Cinco estrellas mundiales
La lista será siempre incompleta y cada balletómano tendrá su preferida, pero desde la primera Giselle, grandes figuras inmortalizaron al personaje
Carlotta Grissi
1841
La italiana fue la primera bailarina en interpretar a Giselle en el estreno de aquel 28 de junio en la Ópera de París; la obra fue un éxito instantáneo. En sus clases sobre el Romanticismo, la profesora Chilibroste cuenta que el famoso maestro de ballet Auguste Bournonville creía que Grisi era la mezcla perfecta de Marie Taglioni (que había estrenado La Sylphide, el primer superomántico que legamos hasta la actualidad) y Fanny Elssler (su antagonista). Además aporta datos de color (rosa), como que Carlotta era pareja de Perrot, el coreógrafo de Giselle, y que el libretista, Gautier, aunque también estaba enamorado de ella, terminó casándose con... su hermana.
Anna Pavlova
1909
“Como una brisa” decía Bronislava Nijisnka que era la inolvidable Pavlova.

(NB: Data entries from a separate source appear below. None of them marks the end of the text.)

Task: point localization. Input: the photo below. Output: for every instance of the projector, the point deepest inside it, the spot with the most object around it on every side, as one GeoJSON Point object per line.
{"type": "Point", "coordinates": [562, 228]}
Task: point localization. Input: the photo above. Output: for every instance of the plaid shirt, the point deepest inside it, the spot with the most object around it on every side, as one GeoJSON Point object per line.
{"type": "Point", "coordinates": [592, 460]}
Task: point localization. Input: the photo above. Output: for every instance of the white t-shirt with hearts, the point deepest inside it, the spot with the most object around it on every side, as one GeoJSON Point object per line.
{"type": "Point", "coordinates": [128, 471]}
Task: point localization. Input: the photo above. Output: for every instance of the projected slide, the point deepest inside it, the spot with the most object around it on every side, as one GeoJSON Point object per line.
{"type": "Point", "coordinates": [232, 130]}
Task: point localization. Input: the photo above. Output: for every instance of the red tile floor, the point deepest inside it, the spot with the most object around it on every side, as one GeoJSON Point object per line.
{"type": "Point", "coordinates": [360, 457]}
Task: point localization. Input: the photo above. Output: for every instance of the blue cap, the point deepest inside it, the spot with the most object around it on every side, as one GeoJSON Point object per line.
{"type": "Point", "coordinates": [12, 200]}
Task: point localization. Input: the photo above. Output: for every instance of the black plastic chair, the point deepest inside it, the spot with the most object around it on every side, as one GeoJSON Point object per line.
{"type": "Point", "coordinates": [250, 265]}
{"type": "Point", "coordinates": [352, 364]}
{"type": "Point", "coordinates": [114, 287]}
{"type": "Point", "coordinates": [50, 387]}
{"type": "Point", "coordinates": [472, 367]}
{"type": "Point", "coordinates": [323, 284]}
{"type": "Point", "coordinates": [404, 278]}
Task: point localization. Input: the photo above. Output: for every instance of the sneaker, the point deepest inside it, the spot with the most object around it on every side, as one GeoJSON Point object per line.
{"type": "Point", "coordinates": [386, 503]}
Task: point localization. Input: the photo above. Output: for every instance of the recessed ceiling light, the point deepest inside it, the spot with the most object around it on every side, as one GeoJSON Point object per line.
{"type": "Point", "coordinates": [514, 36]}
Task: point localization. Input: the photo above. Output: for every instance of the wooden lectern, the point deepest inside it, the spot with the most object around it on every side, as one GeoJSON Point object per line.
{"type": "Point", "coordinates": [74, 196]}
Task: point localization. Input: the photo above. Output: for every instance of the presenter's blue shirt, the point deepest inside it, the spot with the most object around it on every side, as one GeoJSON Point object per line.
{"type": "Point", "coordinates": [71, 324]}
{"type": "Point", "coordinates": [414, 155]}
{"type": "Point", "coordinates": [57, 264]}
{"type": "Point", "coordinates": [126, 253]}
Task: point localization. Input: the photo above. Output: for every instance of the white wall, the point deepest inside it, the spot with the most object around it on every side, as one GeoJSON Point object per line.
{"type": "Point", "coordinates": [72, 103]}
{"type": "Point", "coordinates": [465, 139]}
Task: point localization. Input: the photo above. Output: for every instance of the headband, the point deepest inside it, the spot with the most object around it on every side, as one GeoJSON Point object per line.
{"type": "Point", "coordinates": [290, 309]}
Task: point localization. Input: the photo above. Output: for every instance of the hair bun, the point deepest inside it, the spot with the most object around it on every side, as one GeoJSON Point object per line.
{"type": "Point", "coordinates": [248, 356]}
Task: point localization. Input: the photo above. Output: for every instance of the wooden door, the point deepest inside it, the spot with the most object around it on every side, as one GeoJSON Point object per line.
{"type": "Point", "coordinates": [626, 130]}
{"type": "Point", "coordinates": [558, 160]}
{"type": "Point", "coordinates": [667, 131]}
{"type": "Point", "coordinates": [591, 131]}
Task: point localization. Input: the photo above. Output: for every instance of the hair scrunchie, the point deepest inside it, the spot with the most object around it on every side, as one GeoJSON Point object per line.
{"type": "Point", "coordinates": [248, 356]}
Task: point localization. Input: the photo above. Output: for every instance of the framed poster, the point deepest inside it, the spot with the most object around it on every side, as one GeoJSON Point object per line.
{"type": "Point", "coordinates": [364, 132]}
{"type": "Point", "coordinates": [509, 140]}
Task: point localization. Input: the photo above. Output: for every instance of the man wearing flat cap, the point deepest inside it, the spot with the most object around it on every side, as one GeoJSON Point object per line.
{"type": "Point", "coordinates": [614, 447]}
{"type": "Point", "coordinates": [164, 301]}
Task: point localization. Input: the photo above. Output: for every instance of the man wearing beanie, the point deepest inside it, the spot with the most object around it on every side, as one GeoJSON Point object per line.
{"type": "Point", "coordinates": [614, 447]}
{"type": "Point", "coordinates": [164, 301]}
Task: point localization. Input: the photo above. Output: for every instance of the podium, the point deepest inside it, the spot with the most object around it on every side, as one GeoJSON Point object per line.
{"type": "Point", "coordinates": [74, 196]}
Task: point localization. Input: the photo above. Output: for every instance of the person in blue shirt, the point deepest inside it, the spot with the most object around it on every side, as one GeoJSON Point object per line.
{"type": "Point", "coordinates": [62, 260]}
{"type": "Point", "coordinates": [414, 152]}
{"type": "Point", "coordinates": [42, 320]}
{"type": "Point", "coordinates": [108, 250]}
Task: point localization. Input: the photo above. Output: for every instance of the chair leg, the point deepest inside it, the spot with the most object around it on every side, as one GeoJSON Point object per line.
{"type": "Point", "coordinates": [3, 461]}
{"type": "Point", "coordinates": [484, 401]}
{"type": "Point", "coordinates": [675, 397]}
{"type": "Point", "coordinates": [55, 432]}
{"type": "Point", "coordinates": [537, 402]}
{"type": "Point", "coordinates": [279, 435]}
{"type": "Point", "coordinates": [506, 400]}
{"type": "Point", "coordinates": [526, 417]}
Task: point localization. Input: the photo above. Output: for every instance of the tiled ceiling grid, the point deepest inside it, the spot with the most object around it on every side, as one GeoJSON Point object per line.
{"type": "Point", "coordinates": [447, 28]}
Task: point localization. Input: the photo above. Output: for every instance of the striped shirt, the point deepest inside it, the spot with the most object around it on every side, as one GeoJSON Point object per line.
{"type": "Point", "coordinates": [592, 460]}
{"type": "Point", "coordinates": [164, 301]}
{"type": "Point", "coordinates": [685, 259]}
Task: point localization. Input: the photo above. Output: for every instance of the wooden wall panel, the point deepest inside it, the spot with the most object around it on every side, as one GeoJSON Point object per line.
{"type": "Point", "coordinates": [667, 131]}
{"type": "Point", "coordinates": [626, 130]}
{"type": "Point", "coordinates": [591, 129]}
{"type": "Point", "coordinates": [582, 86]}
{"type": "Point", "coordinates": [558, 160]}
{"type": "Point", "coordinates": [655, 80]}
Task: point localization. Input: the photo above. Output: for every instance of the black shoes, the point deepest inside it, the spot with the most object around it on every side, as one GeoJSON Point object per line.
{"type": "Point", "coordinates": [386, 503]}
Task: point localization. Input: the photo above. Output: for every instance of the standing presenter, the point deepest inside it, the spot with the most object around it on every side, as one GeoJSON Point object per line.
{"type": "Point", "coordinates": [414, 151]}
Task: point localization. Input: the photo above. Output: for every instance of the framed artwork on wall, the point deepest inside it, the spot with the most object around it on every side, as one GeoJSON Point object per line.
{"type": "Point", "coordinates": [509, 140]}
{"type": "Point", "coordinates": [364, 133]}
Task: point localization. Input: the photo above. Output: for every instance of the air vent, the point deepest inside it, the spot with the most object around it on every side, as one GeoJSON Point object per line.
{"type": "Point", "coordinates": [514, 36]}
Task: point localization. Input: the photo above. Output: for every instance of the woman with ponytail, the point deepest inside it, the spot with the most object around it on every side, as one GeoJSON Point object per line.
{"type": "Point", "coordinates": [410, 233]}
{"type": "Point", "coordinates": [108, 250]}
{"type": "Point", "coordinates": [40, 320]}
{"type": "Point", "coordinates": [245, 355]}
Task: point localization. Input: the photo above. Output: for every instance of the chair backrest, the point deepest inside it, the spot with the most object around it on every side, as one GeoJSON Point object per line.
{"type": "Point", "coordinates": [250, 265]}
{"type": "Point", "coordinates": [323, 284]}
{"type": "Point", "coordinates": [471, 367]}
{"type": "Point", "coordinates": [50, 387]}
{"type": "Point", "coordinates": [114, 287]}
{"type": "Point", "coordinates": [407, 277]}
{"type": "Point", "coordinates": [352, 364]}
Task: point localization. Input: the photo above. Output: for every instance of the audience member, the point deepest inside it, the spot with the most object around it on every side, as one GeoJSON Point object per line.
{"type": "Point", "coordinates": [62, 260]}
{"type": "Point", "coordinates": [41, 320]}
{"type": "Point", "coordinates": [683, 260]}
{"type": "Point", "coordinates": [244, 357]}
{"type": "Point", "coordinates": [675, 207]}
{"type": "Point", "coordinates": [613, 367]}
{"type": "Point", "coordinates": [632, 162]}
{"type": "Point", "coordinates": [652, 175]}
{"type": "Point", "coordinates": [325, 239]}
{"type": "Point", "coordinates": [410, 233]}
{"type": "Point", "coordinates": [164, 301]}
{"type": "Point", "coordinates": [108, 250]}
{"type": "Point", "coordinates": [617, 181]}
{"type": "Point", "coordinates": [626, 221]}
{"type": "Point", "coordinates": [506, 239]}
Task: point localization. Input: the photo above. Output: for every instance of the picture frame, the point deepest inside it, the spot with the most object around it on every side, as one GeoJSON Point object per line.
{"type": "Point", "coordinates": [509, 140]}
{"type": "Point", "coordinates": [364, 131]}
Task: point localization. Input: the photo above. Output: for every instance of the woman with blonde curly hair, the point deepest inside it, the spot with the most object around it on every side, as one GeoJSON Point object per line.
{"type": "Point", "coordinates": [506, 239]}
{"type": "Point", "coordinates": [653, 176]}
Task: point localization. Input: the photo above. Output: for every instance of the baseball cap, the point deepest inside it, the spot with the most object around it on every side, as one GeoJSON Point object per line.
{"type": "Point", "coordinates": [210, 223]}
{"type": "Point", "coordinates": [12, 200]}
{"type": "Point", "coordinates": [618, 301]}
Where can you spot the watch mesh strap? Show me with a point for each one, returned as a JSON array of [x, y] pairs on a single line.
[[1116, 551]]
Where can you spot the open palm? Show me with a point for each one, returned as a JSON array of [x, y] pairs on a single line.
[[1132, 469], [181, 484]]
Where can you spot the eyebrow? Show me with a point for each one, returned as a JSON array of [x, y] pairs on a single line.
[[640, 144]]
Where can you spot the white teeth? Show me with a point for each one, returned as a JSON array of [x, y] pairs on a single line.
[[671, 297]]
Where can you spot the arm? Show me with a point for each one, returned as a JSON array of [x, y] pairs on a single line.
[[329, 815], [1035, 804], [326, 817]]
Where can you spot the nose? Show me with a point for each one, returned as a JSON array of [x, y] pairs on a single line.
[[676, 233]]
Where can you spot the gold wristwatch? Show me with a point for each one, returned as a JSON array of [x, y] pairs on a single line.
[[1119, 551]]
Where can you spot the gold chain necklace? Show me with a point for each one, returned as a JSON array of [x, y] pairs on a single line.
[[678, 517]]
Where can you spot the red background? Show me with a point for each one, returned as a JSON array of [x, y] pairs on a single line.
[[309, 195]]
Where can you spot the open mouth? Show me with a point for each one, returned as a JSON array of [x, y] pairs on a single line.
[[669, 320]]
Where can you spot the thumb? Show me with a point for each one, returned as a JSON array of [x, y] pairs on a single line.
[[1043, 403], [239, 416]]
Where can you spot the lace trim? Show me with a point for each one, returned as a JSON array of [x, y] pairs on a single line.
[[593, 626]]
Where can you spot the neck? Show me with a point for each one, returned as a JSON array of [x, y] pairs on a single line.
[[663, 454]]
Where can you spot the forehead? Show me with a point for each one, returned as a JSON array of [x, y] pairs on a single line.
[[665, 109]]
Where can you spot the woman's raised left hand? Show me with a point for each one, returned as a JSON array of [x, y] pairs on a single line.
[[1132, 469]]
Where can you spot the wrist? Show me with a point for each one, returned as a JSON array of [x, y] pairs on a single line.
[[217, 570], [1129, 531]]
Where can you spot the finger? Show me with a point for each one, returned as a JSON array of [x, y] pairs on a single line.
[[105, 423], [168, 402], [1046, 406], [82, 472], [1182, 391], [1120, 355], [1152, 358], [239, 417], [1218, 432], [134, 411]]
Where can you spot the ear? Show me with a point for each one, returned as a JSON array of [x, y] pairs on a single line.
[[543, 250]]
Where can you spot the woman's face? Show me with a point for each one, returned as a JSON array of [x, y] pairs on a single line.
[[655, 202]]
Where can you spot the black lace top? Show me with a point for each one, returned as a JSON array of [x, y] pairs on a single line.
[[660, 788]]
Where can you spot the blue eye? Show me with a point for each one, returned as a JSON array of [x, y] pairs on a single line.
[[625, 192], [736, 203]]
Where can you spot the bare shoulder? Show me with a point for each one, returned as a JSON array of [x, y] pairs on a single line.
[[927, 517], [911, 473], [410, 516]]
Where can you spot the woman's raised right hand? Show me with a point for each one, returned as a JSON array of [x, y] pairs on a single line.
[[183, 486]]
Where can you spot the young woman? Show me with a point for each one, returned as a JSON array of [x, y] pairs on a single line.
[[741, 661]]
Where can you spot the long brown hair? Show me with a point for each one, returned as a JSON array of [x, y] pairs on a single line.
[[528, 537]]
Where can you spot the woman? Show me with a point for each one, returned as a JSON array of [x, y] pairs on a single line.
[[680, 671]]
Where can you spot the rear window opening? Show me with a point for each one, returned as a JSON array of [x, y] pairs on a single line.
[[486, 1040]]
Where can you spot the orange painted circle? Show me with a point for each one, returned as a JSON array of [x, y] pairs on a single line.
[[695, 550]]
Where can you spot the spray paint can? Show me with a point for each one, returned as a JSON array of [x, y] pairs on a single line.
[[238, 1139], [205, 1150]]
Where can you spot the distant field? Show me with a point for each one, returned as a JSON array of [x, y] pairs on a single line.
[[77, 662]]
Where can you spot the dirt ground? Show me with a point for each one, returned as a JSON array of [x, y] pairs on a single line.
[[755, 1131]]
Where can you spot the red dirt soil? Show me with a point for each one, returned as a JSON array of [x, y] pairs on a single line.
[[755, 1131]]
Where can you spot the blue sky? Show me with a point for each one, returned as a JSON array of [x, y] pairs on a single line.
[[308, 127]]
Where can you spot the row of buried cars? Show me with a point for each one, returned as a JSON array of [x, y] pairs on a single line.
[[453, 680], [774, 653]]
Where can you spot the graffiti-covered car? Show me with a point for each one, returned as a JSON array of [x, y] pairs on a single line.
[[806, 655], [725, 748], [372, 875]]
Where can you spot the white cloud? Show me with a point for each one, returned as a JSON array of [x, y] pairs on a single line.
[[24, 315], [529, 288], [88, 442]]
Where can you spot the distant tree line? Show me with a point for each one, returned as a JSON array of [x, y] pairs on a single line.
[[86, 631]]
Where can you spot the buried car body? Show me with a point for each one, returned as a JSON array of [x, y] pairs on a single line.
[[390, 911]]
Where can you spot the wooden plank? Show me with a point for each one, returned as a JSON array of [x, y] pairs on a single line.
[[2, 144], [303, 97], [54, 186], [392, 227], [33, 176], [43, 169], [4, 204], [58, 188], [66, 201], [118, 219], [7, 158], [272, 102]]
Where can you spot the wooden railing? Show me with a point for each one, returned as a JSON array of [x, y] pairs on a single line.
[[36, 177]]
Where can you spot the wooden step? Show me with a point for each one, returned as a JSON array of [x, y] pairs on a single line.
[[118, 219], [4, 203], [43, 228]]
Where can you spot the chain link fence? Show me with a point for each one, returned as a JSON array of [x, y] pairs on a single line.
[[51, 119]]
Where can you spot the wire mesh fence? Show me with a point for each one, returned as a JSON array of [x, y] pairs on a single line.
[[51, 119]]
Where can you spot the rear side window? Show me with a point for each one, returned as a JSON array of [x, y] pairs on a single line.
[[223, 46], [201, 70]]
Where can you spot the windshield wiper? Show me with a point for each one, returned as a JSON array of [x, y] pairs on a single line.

Si bien su huella más reconocida es La muerte del cisne, sus características físicas hicieron que también fuera apreciada en roles románticos, que bailó en Rusia y por Europa con los Ballets Rusos de Diaghilev y con su propio grupo.
Alicia Alonso
1960
Emblemática, a la bailarina cubana Giselle no solo le dio la fama sino la posibilidad de aunar dos pasiones: romanticismo y dramatismo (a ello se refería la prima ballerina assoluta en una entrevista con LA NACION en 2006). Su historia con el personaje se remonta a aquel noviembre de 1943 en Nueva York, con el entonces naciente American Ballet Theatre, y conlleva una de esas anécdotas de sustitución que en la danza pueden cargar el peso del destino: ese día, junto con Anton Dolin (su primer Albrecht), tuvo que reemplazar a Alicia Markova de improviso y la campesina que se transforma en Willis marcó para siempre su futuro. Alonso murió a los 98 años en octubre de 2019.
Olga Ferri
1967
Desde que Alicia Alonso la eligió en 1958 para estrenar su versión, la gran bailarina argentina hizo el rol hasta mediados de los años 70: en unos apuntes hechos de puño y letra por Olga Ferri consta que bailó Giselle en el Teatro Colón en 1958, 1961, 1965, 1967 y 1975; en 1972, hizo una temporada de verano en el Coliseo con Rubén Chayán. En la década del 60, también lo interpretó en Londres y en varias ciudades de los Estados Unidos.
Carla Fracci
1986
La diva, que falleció en mayo, no solo era sinónimo de Giselle arriba del escenario; se identificaba con el personaje a tal punto que vestía siempre de blanco en su vida diaria. Una favorita del siglo XX para el público de todo el mundo. Dice sobre ella la bailarina española Tamara Rojo, directora del English National Ballet: “Mi referencia de Giselle siempre ha sido Carla Fracci: esa película que hace con Erik Bruhn [se refiere a la grabación del ABT de 1969], para mí es insuperable; ha sido la Giselle clásica más bonita, dramáticamente y también técnicamente para su época.